Here’s a quick method to get HGNC symbols and names that draws upon data from UCSC and the open source MyGene.info project:

$ wget -qO- http://hgdownload.cse.ucsc.edu/goldenpath/hg38/database/refGene.txt.gz | gunzip -c | cut -f13 | sort | uniq | get_hgnc_names_for_symbols.py > hgnc_symbols_with_names.txt

There’s a Python script in there that I call get_hgnc_names_for_symbols.py:

#!/usr/bin/env python

import sys
from mygene import MyGeneInfo

hgnc_symbols = []
for line in sys.stdin:
    hgnc_symbols.append('%s' % (line.strip()))

mg = MyGeneInfo()
results = mg.querymany(hgnc_symbols, scopes='symbol', species='human', verbose=False)

for result in results:
    sys.stdout.write("%s\t%s\n" % (result['symbol'], result['name']))
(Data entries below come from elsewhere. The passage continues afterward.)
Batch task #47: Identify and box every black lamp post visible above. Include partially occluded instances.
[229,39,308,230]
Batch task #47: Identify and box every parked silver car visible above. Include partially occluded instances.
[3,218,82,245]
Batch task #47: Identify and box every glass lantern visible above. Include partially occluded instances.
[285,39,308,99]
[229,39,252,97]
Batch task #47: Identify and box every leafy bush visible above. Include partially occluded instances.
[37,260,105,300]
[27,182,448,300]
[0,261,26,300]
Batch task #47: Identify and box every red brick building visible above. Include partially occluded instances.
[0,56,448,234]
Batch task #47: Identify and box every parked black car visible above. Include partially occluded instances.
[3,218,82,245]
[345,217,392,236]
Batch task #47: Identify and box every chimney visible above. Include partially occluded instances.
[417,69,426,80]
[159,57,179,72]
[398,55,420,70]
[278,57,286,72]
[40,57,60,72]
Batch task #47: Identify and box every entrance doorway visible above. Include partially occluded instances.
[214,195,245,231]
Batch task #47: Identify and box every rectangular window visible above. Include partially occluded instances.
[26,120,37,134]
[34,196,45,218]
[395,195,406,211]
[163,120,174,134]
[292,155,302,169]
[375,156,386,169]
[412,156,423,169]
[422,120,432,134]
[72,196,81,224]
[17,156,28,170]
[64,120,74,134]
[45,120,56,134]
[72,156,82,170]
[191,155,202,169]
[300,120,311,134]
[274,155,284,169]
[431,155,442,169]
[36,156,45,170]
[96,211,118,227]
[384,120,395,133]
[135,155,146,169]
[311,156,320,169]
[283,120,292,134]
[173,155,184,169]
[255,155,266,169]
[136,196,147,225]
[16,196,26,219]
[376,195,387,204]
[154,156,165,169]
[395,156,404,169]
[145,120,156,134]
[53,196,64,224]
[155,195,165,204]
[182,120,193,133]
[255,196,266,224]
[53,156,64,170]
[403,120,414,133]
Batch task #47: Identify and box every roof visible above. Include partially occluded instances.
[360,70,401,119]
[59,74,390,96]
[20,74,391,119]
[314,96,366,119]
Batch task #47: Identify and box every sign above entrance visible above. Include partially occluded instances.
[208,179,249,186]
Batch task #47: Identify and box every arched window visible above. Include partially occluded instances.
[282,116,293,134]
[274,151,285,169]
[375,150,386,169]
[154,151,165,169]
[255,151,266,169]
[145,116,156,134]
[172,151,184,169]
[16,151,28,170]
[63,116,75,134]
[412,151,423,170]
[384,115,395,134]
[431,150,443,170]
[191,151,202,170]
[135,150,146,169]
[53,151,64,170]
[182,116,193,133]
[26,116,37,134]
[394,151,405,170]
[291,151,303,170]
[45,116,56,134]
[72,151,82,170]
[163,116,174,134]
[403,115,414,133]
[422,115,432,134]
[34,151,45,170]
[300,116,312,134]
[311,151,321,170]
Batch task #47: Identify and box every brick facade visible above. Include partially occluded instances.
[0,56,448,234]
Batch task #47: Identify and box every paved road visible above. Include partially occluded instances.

The pipeline above writes a two-column text file called hgnc_symbols_with_names.txt that contains the HGNC symbol (e.g., AAR2) and its name (e.g., AAR2 splicing factor homolog), which could be put into a lookup table or, given that it is sorted, could be searched very quickly with a binary search via the Python bisect library.